Similarly for Sentry or some other Hadoop service which is not in HA mode yet. Having a container for them would simplify deployment and get rid of the need to have HA built in.
Another example could be: A gateway container which config xml's pointing to a specific cluster. this way clients do not need to manually or programatically update xmls to point to the right cluster.
what do you all think?
Agree on the idea of containerization.
One tricky bit is that Kubernetes grew out of the scalable web app space with stateless services fronted by load balancers. Many parts of Hadoop are stateful, and are tightly bound to their nodes. (Think ZooKeeper and HDFS.) bringing these two worlds together is a rather intersesting challenge.
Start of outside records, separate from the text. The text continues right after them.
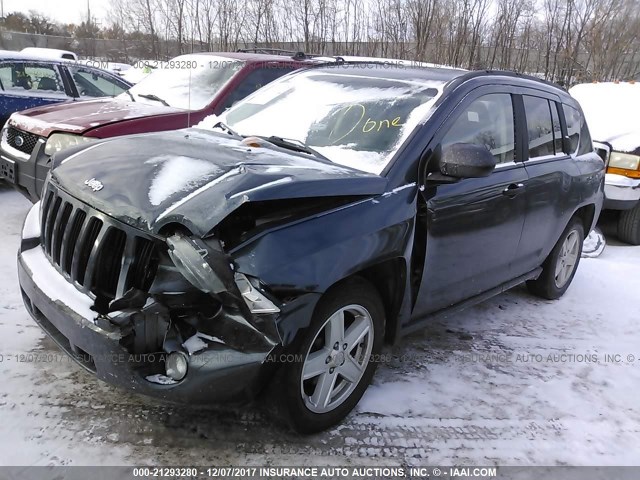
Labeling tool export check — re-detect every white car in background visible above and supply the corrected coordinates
[569,82,640,245]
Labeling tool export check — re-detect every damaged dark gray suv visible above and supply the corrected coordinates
[18,64,604,432]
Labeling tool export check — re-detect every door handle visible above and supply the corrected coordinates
[502,183,525,198]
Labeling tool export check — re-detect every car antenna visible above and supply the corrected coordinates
[187,69,191,128]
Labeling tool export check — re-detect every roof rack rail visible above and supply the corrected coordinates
[236,47,309,60]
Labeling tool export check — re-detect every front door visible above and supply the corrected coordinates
[414,93,528,316]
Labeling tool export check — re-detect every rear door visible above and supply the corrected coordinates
[414,87,527,316]
[0,60,69,124]
[515,90,580,274]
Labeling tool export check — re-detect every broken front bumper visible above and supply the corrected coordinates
[18,205,278,404]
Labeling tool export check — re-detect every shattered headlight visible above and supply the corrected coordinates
[44,133,98,156]
[167,233,280,313]
[235,273,280,313]
[167,234,226,293]
[609,152,640,170]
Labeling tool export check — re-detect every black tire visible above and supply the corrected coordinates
[618,202,640,245]
[276,278,385,433]
[527,217,584,300]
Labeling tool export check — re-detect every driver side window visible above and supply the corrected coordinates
[442,93,515,163]
[69,67,125,98]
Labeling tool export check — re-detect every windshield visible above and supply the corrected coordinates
[218,71,444,174]
[121,55,244,110]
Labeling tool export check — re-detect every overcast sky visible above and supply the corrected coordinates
[2,0,109,23]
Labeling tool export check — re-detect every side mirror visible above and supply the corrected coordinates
[440,143,496,178]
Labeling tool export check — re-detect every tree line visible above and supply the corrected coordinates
[4,0,640,84]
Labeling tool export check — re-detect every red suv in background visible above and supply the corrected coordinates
[0,52,327,202]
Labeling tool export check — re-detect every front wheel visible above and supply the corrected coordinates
[618,202,640,245]
[527,218,584,300]
[281,279,384,433]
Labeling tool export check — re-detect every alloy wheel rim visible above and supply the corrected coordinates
[300,305,374,413]
[554,230,580,288]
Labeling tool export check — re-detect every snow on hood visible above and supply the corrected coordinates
[569,82,640,152]
[51,129,387,236]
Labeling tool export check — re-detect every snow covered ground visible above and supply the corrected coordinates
[0,185,640,465]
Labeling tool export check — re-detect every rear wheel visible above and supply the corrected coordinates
[281,279,384,433]
[618,202,640,245]
[527,218,584,300]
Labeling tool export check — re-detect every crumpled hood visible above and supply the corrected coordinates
[52,129,387,236]
[10,98,182,137]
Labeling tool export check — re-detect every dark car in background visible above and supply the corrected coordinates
[18,64,604,432]
[0,52,327,202]
[0,51,131,124]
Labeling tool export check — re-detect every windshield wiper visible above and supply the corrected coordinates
[258,136,331,162]
[138,93,171,107]
[211,122,242,137]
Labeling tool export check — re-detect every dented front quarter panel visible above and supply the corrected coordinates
[230,184,417,346]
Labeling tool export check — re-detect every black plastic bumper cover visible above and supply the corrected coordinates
[18,251,273,405]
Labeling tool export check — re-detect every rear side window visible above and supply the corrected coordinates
[562,103,593,155]
[442,93,515,163]
[224,65,295,109]
[0,62,66,96]
[522,95,562,158]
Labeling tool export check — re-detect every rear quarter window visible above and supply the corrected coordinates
[562,103,593,155]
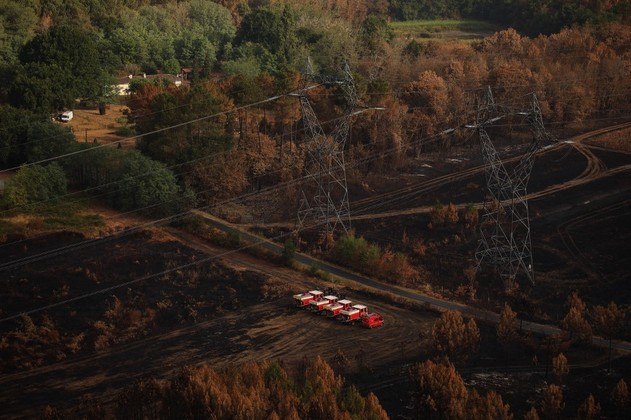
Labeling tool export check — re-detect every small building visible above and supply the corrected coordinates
[115,73,185,96]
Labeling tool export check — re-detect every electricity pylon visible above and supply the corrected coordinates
[297,62,357,237]
[475,88,552,289]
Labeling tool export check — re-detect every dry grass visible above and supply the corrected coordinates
[68,104,136,148]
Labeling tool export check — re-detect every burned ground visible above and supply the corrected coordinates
[0,230,435,416]
[0,232,284,372]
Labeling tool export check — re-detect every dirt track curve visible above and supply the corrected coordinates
[0,228,435,418]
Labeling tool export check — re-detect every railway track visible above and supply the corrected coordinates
[246,122,631,228]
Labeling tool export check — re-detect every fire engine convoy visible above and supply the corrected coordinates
[294,290,383,328]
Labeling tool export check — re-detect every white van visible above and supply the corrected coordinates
[59,111,74,122]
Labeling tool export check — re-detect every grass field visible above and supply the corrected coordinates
[390,19,501,40]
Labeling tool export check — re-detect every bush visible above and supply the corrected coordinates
[282,239,296,265]
[0,106,75,168]
[330,234,419,284]
[67,145,195,215]
[4,163,67,206]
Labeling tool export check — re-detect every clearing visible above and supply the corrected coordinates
[390,19,502,41]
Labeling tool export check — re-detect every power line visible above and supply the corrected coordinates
[0,98,628,270]
[0,85,324,173]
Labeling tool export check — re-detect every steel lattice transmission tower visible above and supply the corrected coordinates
[296,63,357,236]
[475,88,551,288]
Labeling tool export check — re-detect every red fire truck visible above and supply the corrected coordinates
[294,292,313,308]
[324,299,353,318]
[309,295,337,312]
[339,305,368,322]
[362,313,383,328]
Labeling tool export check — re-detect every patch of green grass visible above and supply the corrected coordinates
[390,20,501,40]
[0,219,25,241]
[43,214,105,231]
[390,19,498,32]
[0,201,105,235]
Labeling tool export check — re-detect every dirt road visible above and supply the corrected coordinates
[0,229,436,418]
[193,210,631,353]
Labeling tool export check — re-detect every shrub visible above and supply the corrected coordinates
[4,163,67,206]
[282,239,296,265]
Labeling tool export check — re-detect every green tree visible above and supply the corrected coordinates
[4,163,67,206]
[11,25,111,111]
[0,105,76,168]
[236,5,298,63]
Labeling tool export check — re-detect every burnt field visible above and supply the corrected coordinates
[0,230,435,417]
[351,139,631,321]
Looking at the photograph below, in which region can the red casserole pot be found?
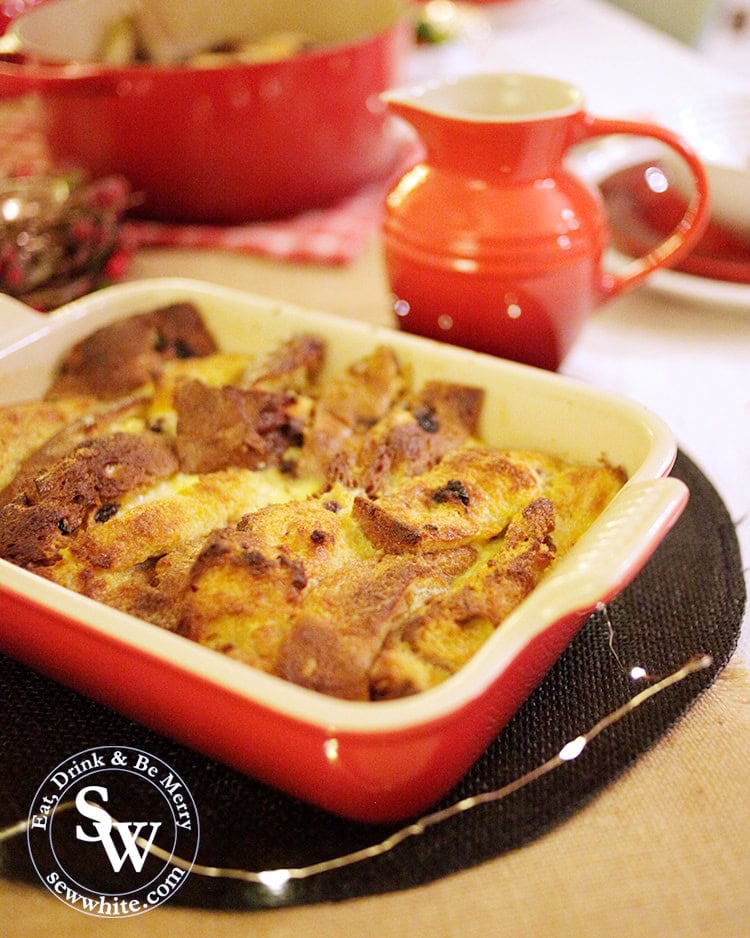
[0,0,410,224]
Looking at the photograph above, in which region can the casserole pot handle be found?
[0,34,112,100]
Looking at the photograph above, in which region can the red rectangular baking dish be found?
[0,278,688,823]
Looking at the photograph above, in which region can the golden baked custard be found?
[0,303,625,700]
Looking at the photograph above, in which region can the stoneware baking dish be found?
[0,279,688,822]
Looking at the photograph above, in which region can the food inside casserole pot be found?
[0,303,625,700]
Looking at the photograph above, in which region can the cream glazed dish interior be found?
[0,278,688,823]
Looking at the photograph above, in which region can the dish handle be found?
[532,477,690,621]
[0,293,48,356]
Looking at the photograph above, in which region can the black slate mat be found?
[0,453,746,910]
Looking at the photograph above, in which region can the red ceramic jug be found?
[383,74,710,369]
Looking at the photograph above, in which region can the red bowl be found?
[0,0,410,224]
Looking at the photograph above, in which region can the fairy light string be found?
[0,648,713,893]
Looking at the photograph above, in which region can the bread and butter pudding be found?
[0,303,625,700]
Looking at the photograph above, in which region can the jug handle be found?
[574,114,711,299]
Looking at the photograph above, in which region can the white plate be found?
[645,270,750,313]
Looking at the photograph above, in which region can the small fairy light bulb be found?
[558,736,586,762]
[258,870,291,896]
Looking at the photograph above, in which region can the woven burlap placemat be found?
[0,453,746,910]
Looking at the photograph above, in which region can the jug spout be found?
[382,74,583,181]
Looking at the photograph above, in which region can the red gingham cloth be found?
[0,99,418,265]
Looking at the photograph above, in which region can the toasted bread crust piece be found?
[46,303,217,400]
[0,433,177,566]
[353,447,541,553]
[0,397,97,490]
[369,497,555,700]
[174,380,303,472]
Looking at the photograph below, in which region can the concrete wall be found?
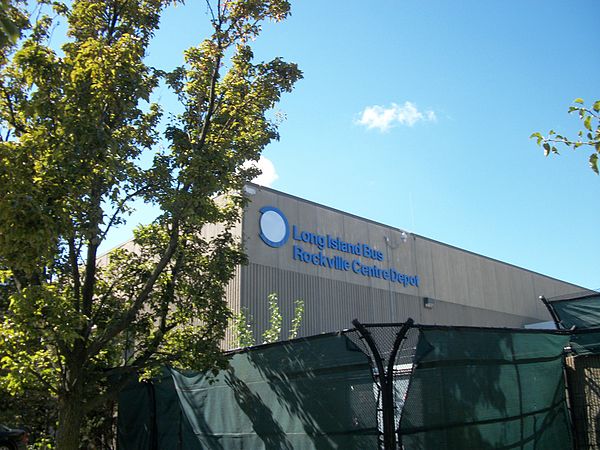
[236,185,583,335]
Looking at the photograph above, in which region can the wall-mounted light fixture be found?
[423,297,435,309]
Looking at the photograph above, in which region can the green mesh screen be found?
[399,327,571,450]
[550,295,600,329]
[119,335,378,450]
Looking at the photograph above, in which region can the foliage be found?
[289,299,304,339]
[232,292,304,347]
[531,98,600,174]
[232,311,256,347]
[0,0,301,449]
[263,292,283,344]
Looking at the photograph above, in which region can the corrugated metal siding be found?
[222,266,242,349]
[241,264,539,342]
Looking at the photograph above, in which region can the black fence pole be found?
[385,317,414,447]
[352,319,396,450]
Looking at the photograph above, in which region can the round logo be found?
[259,206,290,247]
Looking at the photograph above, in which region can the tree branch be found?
[87,219,179,356]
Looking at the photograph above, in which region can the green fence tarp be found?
[119,335,378,450]
[400,327,572,450]
[549,295,600,330]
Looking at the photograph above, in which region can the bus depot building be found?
[227,184,584,342]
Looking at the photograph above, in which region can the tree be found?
[232,292,304,347]
[531,98,600,174]
[0,0,301,449]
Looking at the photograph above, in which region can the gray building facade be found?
[228,185,584,342]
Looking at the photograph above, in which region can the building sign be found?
[259,206,419,287]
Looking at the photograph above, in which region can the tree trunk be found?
[56,389,84,450]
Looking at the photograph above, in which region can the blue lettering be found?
[294,245,302,260]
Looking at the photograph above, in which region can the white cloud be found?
[356,102,437,131]
[252,156,279,187]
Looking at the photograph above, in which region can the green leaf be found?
[543,142,550,156]
[590,153,598,175]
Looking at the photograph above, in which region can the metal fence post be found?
[352,319,413,450]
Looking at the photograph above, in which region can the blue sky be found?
[101,0,600,288]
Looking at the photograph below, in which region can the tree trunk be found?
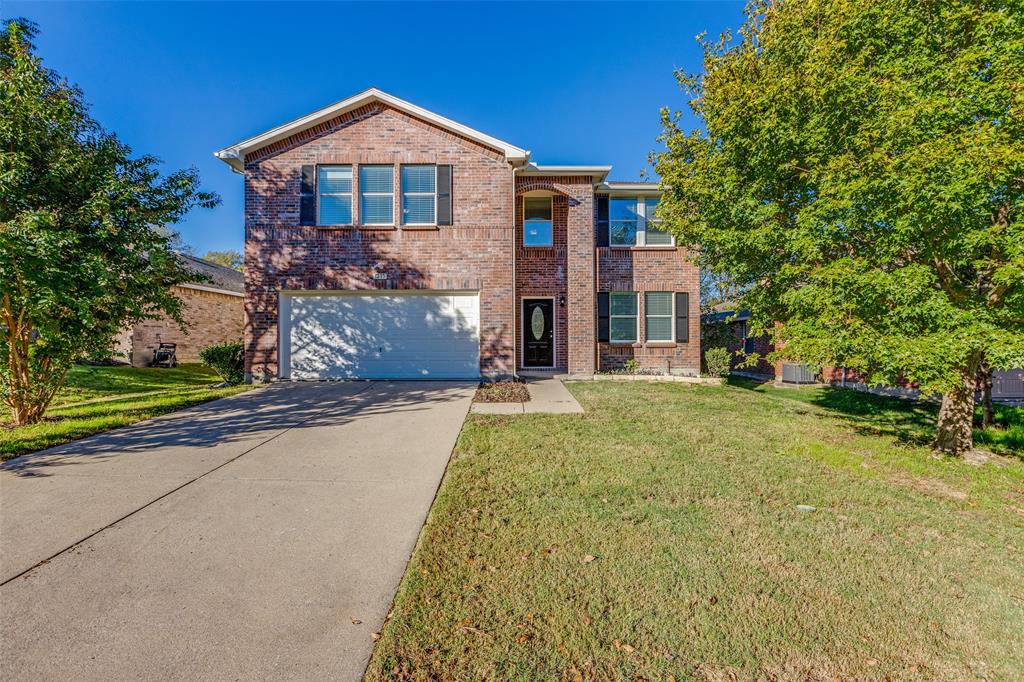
[978,360,995,429]
[932,352,982,457]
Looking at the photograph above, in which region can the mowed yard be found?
[368,382,1024,680]
[0,365,251,460]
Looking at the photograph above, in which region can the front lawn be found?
[0,365,250,460]
[368,382,1024,680]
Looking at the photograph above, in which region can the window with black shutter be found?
[299,166,316,225]
[676,292,690,343]
[437,165,453,225]
[597,195,608,247]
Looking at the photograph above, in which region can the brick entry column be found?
[566,178,597,374]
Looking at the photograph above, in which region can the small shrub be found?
[705,346,729,377]
[199,343,245,384]
[474,381,529,402]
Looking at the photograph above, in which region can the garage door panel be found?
[282,294,479,379]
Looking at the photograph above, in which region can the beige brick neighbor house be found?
[115,255,245,367]
[216,89,700,380]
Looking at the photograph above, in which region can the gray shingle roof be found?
[178,254,246,294]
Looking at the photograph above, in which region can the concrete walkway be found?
[0,382,474,680]
[473,374,583,415]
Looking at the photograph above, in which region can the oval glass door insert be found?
[529,305,544,341]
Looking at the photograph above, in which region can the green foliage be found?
[654,0,1024,399]
[203,249,245,272]
[0,364,249,460]
[0,19,218,424]
[705,346,731,377]
[199,343,246,384]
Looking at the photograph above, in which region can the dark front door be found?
[522,298,555,367]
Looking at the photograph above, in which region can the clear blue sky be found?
[6,0,742,254]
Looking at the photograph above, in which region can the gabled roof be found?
[213,88,529,173]
[178,253,246,294]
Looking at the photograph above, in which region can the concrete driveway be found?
[0,382,474,680]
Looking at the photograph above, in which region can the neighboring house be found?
[115,255,245,367]
[216,89,700,381]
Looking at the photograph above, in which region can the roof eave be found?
[208,88,529,172]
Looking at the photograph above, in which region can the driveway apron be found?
[0,382,474,680]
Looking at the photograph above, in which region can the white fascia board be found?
[213,88,529,172]
[174,284,246,298]
[518,164,611,179]
[597,182,662,196]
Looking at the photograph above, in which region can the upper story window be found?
[316,166,352,225]
[359,166,394,225]
[608,197,639,246]
[522,197,552,247]
[643,197,674,246]
[401,164,437,225]
[608,197,675,247]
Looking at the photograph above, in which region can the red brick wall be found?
[120,287,243,367]
[515,176,595,372]
[597,247,700,375]
[245,104,517,380]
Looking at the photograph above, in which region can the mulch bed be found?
[474,381,529,402]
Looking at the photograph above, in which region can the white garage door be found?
[281,291,480,379]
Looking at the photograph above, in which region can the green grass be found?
[0,365,249,460]
[368,382,1024,680]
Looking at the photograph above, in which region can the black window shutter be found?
[597,291,611,343]
[299,166,316,225]
[676,293,690,343]
[437,166,452,225]
[597,195,608,247]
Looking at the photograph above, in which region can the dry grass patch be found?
[368,382,1024,680]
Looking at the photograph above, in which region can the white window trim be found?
[522,195,555,249]
[316,164,355,226]
[608,197,640,249]
[358,164,393,227]
[398,164,437,225]
[637,197,676,246]
[643,290,676,344]
[608,291,640,344]
[608,195,676,249]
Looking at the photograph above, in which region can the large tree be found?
[655,0,1024,455]
[0,19,218,424]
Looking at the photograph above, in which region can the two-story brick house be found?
[216,89,700,381]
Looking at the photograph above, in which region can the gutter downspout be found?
[512,165,519,379]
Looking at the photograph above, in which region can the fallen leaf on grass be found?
[458,626,490,637]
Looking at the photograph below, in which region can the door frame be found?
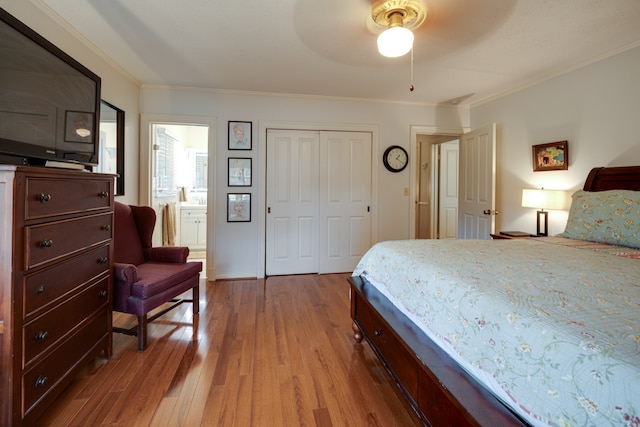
[138,114,218,280]
[254,120,379,279]
[409,125,471,239]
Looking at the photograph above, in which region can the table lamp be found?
[522,188,569,236]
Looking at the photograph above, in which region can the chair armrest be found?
[143,246,189,264]
[113,262,138,286]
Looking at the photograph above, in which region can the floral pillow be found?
[560,190,640,248]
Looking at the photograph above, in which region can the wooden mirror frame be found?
[97,100,124,196]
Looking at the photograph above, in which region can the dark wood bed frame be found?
[348,166,640,427]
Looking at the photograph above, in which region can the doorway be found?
[409,123,498,239]
[414,134,459,239]
[140,115,215,277]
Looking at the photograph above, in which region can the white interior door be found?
[265,130,319,275]
[265,130,372,275]
[318,132,371,273]
[438,140,460,239]
[458,123,496,239]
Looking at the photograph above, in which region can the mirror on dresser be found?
[96,100,124,196]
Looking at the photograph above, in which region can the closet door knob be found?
[40,239,53,248]
[36,376,49,388]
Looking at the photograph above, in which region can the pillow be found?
[560,190,640,248]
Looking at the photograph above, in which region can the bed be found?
[348,166,640,426]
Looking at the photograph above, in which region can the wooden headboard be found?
[583,166,640,191]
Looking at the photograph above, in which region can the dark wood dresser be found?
[0,165,114,426]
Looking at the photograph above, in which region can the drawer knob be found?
[40,239,53,248]
[36,376,48,388]
[34,331,49,341]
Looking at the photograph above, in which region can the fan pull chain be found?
[409,46,414,92]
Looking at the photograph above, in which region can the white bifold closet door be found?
[265,130,371,275]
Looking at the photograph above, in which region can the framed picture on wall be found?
[229,121,251,150]
[227,157,251,187]
[533,141,569,172]
[227,193,251,222]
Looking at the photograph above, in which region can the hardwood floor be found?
[37,274,419,427]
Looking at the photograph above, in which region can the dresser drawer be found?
[22,276,109,366]
[25,213,112,270]
[22,246,109,319]
[21,309,109,416]
[25,173,113,221]
[22,246,109,319]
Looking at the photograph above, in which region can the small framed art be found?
[229,122,251,150]
[64,111,93,143]
[533,141,569,172]
[227,157,251,187]
[227,193,251,222]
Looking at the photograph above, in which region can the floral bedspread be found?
[353,237,640,426]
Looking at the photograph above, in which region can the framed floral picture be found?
[227,193,251,222]
[227,157,251,187]
[533,141,569,172]
[229,121,251,150]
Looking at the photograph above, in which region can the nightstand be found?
[490,231,535,240]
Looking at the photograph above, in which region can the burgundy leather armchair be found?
[113,202,202,351]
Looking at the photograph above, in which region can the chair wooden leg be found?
[193,285,200,314]
[138,314,147,352]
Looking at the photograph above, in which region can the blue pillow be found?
[560,190,640,248]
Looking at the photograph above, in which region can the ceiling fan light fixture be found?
[378,27,413,58]
[371,0,427,58]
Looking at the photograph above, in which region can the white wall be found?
[0,0,140,203]
[471,47,640,234]
[140,86,468,278]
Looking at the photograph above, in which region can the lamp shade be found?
[378,26,413,58]
[522,189,569,210]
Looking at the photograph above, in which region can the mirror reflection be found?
[96,100,124,196]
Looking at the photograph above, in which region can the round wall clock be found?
[382,145,409,172]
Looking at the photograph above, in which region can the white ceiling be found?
[32,0,640,104]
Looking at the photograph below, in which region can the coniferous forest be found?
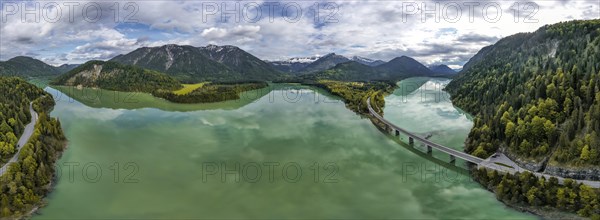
[446,20,600,168]
[0,77,66,217]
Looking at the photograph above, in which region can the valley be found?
[0,15,600,220]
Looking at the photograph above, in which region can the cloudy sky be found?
[0,0,600,68]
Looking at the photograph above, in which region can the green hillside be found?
[446,20,600,170]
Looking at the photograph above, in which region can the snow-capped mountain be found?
[350,56,385,66]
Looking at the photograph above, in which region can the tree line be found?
[0,77,66,218]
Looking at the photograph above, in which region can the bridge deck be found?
[367,98,600,188]
[367,98,483,164]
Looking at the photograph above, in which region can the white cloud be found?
[0,0,600,67]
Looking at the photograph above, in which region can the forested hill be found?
[446,20,600,175]
[0,56,62,77]
[0,76,65,219]
[52,61,181,93]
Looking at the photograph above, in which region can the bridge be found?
[367,97,600,188]
[367,97,484,164]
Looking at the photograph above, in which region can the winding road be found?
[0,103,38,176]
[367,98,600,188]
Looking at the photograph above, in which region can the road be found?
[367,98,483,164]
[367,98,600,188]
[0,103,38,176]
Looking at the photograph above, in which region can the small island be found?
[51,61,268,103]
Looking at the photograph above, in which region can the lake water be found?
[34,78,535,219]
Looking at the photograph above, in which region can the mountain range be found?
[269,53,385,75]
[301,56,436,81]
[0,44,454,83]
[110,44,284,83]
[429,64,458,76]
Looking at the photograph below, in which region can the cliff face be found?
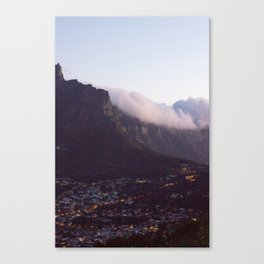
[109,107,209,164]
[55,64,206,180]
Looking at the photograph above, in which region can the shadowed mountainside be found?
[56,64,208,181]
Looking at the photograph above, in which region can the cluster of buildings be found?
[56,165,208,247]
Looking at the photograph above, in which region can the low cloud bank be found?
[107,88,209,129]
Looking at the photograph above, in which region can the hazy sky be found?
[56,17,209,104]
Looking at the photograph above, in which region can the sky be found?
[56,17,209,105]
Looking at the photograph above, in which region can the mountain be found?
[55,64,208,181]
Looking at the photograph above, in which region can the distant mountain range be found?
[56,64,209,181]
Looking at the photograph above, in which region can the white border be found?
[0,0,264,264]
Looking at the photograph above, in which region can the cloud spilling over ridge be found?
[104,88,208,129]
[173,97,209,128]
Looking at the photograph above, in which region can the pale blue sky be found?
[56,17,209,104]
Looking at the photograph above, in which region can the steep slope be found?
[56,65,197,181]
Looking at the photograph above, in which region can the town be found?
[56,164,209,247]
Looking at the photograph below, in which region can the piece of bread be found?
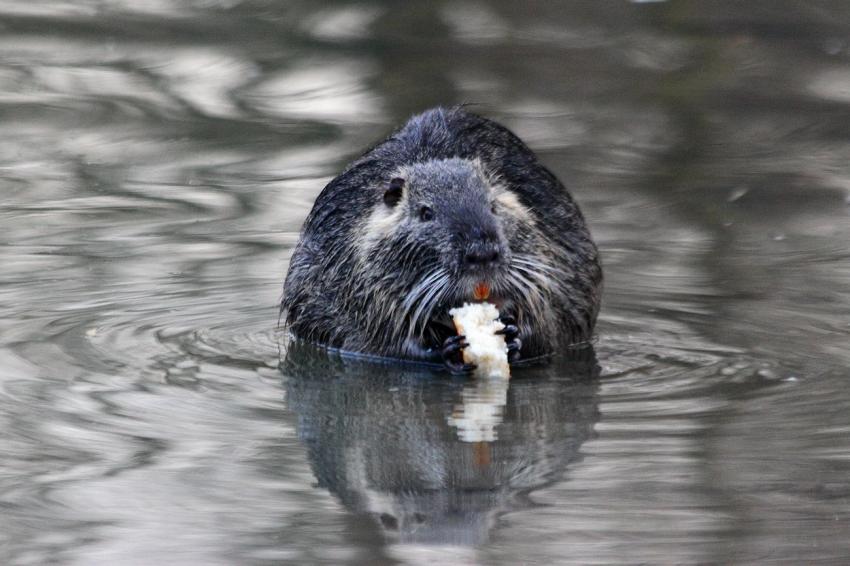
[449,303,511,378]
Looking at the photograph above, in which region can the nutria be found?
[281,108,602,371]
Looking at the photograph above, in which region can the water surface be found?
[0,0,850,565]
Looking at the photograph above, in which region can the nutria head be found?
[360,158,552,348]
[281,108,602,360]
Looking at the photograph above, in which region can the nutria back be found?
[281,108,602,360]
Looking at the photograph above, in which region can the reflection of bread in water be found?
[281,343,599,552]
[449,303,511,378]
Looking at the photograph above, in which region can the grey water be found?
[0,0,850,565]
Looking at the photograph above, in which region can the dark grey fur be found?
[281,108,602,359]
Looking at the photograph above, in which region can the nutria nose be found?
[463,246,501,267]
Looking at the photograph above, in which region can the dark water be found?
[0,0,850,565]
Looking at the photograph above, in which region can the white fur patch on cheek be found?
[359,204,406,252]
[496,189,533,222]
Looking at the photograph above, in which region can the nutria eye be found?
[419,206,434,222]
[384,177,404,208]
There is action on the open source side. See the Kubernetes Big Data SIG and Hadoop Helm Chart project. This is not the full CM-managed stack, but it shows what can be done with just "stock" Kubernetes, Helm and Hadoop.
As a company, we are investigating a Kubernetes deployment across all our clusters spanning multiple geographically located data centers globally.
We currently use mostly Spark with a few legacy Hive jobs to handle our data batch processing. Spark is mainly used in coordination with Kafka to handle the streaming use case. HBase is in use as a temporary profile store until we move to something better, such as Kudu, Couchbase, or another similar alternative. HDFS is still in use for distributed data file storage.
Ideally, we would like to have Spark, Kafka, Kudu, and HDFS all on Kubernetes and easily deployable using Cloudera Manager. Then, we can proceed with our plan quickly.
Does this help?
Thanks much for the info. Yes, it does very much help.
As mentioned earlier, Spark, Kafka, Kudu, Impala and HDFS are the easiest to convert to Kubernetes.
MapReduce is a challenge because of the overlap of YARN and Kubernetes responsibliities. (Both allocate "containers". MR is tightly coupled to the YARN API. Only YARN has queues and mechanisms to handle the kinds of requests that MR makes.)
Some of the quick-and-dirty options that the community has floated for YARN are:
1. Run YARN outside of Kubernetes.
2. Run the YARN node managers as Kubernetes containers.
Would either of those work in your environment for your Hive jobs?